Welfare Reform, Returns to Experience, and Wages: Using Reservation Wages to Account for Sample Selection Bias

Jeffrey Grogger

NBER Working Paper No. 11621*
Issued in September 2005
NBER Program(s):   LS    PE

Work was one of the central motivations for welfare reform during the 1990s. One important rationale for work was based on human capital theory: work today should raise experience tomorrow, which in turn should raise future wage offers and reduce dependency on aid. Despite the importance of the this notion, few studies have estimated the effect of welfare reform on wages. Furthermore, several recent analyses suggest that low-skill workers, such as welfare recipients, enjoy only meager returns to experience, undermining the link between welfare reform and wages.

An important analytical obstacle is the sample selection problem. Since non-employment levels are high and workers are unlikely to represent a random sample from the population of former recipients, estimates that fail to account for sample selection could be seriously biased.

In this paper, I propose a method to solve the selection problem based on the use of reservation wage data. Reservation wage data allow one to solve the problem using censored regression methods. Furthermore, the use of reservation wage data obviates the need for the controversial exclusion restrictions sometimes used to identify familiar two-step sample selection estimators.

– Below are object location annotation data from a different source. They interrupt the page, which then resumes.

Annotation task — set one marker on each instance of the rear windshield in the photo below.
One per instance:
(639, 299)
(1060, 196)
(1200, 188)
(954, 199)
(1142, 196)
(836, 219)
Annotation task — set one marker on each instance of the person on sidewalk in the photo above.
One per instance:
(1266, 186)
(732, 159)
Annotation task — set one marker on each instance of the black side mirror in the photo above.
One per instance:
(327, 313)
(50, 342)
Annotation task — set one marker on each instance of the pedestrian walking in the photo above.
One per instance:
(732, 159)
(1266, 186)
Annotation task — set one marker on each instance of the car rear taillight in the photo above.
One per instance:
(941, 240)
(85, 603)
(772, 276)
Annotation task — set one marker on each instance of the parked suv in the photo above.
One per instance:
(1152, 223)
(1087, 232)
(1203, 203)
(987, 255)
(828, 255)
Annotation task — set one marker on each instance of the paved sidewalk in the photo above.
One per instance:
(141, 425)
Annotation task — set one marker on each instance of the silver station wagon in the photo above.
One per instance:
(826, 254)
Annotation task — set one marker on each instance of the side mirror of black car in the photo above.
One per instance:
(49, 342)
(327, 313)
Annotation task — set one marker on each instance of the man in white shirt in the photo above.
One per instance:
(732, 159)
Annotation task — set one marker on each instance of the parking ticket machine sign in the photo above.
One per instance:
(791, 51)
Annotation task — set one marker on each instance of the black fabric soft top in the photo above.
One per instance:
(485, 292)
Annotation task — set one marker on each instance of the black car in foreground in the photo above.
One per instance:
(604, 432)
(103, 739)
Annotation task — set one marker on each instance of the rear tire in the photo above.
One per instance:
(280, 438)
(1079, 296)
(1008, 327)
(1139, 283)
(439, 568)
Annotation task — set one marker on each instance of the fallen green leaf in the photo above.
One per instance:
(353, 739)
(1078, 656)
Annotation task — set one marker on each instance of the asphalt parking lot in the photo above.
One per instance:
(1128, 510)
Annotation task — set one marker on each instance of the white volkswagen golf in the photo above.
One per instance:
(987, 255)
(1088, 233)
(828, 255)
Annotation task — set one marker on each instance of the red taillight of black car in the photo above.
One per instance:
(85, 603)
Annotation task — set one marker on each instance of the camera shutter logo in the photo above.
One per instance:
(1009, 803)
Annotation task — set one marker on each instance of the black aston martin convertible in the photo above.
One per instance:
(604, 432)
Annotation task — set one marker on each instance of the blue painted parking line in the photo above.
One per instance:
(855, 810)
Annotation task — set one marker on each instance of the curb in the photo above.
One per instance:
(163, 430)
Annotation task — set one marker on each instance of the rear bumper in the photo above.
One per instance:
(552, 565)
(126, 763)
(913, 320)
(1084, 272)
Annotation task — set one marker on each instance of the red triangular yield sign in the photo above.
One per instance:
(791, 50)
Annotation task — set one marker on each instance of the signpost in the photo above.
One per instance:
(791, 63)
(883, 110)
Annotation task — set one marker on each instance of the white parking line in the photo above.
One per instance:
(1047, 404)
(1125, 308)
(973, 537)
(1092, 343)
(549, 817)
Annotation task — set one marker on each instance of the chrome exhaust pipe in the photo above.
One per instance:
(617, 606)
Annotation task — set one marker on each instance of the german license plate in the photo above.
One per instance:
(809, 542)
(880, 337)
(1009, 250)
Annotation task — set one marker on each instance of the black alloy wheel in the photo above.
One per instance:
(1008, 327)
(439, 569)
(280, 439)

Correcting for sample selection bias matters a great deal empirically. Estimates from models that lack such corrections suggest that welfare recipients gain little from work experience. Estimates based on the reservation wage approach suggest that they enjoy returns similar to those estimated from other samples of workers. They also suggest that the particular reform program that I analyze may have raised wages modestly.

*Published: Jeffrey Grogger, 2009. "Welfare Reform, Returns to Experience, and Wages: Using Reservation Wages to Account for Sample Selection Bias," The Review of Economics and Statistics, MIT Press, vol. 91(3), pages 490-502, 02.